Lingyun blinked. "Seriously?"
"Completely."
"Why?"
"Because money doesn’t make you stronger."
That shut everyone up for a second.
I rolled the core slowly between my fingers before continuing. "Food, clean water, medicine, weapons, cores. That’s what people are going to kill each other over... not paper with numbers printed on them that means nothing."
"That’s already happening," Zhenlan pointed out quietly.
"Yeah," I agreed. "But not to the degree it will be. Right now everyone still thinks the government is going to save them eventually. Give it another year."
The room went silent again.
Oops.
Maybe I should have softened that.
Meh. Too late now.
I pointed toward the different colors spread across the table. "Different colors usually match different abilities. Red cores are for fire powers. White helps air. Yellow is for fighting power users."
Lingyun grabbed one of the tiny red crystals carefully between two fingers and held it up to the light. "So we just... eat them?"
"Sure," I agreed. He was about to pop it in his mouth when I continued. "If you want to explode and make us clean up your guts from the new furniture."
The look of pure panic that he gave me caused me to burst out laughing.
"Most people hold it in their hand until it dissolves into their skin," I said when I could finally catch my breath.
His relief disappeared immediately. "That somehow sounds worse."
"It really isn’t."
I pointed toward the crystal in his hand. "You start small. Tiny ones first. If you absorb too much energy too quickly, your body tears itself apart."
The room got quiet again.
Honestly, people got quiet way too often around me these days.

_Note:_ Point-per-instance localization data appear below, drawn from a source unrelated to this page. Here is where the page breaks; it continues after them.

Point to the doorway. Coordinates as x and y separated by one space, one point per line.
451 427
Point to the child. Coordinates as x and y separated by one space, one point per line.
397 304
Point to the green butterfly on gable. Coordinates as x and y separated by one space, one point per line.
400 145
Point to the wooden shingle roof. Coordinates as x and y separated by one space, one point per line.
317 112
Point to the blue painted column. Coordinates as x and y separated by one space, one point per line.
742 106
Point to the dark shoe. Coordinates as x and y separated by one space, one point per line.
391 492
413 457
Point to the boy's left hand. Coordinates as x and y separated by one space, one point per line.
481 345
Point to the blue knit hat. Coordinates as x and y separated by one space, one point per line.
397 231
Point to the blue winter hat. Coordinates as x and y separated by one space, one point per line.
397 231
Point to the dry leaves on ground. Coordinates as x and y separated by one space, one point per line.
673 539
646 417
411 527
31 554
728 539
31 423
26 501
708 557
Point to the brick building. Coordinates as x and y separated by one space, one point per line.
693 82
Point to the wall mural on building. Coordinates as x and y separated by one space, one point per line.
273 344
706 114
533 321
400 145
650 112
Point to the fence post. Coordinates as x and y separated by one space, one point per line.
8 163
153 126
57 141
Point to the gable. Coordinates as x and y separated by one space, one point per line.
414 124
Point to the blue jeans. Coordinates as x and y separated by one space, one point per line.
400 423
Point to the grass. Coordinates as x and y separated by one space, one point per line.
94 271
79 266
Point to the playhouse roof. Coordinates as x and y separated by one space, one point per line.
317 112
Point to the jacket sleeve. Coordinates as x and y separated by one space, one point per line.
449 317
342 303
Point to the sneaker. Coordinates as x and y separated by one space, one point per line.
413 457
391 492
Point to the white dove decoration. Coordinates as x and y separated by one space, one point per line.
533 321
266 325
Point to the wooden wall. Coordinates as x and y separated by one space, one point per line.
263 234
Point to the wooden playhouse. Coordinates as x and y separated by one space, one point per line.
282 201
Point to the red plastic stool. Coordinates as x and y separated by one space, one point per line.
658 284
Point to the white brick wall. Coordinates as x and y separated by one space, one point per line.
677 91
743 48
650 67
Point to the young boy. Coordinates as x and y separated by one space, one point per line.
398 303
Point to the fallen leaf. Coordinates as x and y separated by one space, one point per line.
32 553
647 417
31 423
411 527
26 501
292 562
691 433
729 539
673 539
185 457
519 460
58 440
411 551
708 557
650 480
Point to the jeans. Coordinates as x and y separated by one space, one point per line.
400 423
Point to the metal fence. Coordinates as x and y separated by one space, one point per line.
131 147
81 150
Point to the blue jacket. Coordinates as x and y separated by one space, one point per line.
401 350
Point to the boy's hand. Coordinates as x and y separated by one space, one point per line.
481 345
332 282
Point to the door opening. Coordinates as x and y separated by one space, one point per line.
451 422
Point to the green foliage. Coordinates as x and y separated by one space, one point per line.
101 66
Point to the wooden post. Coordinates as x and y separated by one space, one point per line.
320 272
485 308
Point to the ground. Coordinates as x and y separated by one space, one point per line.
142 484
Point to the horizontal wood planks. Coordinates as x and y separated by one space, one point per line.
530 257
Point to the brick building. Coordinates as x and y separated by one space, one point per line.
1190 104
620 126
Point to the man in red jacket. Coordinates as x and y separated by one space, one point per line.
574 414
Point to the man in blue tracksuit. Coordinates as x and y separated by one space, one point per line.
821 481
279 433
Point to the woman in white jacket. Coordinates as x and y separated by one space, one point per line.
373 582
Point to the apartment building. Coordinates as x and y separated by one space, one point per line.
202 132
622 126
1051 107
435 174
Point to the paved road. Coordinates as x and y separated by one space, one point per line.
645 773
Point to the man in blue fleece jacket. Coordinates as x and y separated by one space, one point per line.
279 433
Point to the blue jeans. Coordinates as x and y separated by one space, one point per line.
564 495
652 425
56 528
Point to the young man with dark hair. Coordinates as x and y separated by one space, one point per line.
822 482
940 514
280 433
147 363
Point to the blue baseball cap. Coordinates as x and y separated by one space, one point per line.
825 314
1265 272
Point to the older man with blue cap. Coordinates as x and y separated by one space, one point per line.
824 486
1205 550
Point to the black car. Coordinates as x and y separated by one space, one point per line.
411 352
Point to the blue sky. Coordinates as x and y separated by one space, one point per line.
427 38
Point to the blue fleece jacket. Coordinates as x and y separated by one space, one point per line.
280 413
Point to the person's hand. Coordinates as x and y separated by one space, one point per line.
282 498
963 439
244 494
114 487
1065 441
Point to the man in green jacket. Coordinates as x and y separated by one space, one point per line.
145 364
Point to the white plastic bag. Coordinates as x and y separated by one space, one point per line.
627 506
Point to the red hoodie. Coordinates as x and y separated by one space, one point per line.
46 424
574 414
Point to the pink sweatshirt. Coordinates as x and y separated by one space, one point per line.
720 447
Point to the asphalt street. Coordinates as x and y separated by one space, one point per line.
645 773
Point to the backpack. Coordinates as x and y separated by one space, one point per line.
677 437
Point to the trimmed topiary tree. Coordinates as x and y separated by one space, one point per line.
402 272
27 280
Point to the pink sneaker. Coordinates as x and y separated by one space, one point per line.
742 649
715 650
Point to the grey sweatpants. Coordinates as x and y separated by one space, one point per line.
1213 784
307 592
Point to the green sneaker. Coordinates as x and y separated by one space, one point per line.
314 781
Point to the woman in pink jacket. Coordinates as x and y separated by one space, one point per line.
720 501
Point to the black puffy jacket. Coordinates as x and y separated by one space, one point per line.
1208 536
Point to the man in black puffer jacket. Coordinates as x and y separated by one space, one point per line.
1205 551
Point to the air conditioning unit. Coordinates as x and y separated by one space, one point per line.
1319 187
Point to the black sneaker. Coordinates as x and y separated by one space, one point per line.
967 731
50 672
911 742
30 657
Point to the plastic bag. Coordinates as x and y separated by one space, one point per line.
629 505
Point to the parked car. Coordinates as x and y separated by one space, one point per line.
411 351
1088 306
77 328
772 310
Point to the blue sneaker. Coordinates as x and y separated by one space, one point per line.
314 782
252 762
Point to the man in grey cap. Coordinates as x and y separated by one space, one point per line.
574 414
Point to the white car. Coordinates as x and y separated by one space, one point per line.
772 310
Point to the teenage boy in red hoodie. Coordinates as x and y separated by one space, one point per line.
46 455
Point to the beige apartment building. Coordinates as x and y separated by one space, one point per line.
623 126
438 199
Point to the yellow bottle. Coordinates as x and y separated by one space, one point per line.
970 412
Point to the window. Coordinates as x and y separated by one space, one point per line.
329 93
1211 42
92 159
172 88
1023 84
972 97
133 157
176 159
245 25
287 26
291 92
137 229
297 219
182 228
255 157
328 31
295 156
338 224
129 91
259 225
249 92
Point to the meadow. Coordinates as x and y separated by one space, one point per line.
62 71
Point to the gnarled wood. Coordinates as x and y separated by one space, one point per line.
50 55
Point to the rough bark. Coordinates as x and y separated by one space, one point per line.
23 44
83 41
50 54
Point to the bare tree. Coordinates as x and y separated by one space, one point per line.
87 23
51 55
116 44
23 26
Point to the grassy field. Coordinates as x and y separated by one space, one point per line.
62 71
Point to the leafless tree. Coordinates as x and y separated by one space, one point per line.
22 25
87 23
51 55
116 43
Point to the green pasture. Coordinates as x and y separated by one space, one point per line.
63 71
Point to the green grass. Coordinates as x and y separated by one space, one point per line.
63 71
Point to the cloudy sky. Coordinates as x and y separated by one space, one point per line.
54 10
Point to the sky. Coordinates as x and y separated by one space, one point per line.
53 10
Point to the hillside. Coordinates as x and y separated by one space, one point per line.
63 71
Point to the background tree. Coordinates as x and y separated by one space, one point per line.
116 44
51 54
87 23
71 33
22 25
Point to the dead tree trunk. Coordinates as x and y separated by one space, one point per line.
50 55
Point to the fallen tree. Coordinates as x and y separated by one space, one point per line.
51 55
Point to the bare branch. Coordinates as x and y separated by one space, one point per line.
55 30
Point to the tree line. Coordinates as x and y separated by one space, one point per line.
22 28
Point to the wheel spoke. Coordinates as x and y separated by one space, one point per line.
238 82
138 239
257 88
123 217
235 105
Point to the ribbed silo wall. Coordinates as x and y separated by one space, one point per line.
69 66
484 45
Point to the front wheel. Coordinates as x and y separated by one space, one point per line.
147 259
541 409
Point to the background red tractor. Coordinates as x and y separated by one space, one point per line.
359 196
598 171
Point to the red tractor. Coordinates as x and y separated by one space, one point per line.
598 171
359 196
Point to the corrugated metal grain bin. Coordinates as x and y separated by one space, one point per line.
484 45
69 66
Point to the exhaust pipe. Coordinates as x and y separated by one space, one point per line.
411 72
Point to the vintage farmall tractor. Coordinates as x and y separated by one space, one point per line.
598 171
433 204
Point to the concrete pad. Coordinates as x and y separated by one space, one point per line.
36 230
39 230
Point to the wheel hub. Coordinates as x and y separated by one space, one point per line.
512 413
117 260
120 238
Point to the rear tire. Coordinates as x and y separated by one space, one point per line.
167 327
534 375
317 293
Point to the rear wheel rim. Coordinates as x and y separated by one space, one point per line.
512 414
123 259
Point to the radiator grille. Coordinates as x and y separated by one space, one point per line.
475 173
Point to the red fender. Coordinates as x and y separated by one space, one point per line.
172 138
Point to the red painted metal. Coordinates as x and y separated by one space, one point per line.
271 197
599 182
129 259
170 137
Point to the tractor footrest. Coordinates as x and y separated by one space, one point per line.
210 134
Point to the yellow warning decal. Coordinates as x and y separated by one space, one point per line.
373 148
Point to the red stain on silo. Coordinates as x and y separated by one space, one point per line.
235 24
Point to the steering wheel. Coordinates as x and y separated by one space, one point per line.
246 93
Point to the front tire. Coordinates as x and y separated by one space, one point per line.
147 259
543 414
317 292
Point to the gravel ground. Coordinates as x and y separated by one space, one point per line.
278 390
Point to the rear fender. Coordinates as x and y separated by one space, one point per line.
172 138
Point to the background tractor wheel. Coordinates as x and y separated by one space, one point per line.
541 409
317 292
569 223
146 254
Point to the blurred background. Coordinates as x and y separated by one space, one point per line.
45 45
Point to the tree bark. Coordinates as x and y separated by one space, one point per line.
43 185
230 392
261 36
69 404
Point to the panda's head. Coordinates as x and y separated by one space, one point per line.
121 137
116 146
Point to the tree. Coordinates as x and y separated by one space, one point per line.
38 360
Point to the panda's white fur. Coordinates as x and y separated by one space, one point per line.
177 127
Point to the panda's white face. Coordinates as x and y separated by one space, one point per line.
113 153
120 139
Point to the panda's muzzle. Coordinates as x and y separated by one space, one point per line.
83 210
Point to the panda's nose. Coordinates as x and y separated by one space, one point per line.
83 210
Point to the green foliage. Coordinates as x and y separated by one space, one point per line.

"Define tears itself apart," Chenghai said carefully.
I shrugged. "Depends how stupid you are."
"That is not a definition."
"Some people explode. Some burn out their nervous systems. Some spike fevers so high their brains melt." I tossed another chip into my mouth casually. "I mean, that’s all according to online novels and anime. I have no direct knowledge."
The men looked at me like they didn’t believe a word that I was saying.
Yuche rubbed one hand slowly over his face while Zhenlan stared down at the crystals spread across the table like he was trying to reevaluate every decision he had made recently.
Good.
Fear kept people alive.
The baby vine suddenly lunged forward and snatched a small green core directly off the table before anyone could react.
Crunch.
The room froze.
The vine swallowed happily.
I blinked once. "Okay. Apparently we’re doing this now."
"That thing just ate it," Chenghai said slowly.
"Yeah."
"Should we stop it?"
I looked at the vine.
The vine looked back at me.
Then it opened its mouth expectantly toward the table again.
And exactly how did he expect me to stop a living garbage disposal?
"With what?" I asked. "A strongly worded letter?"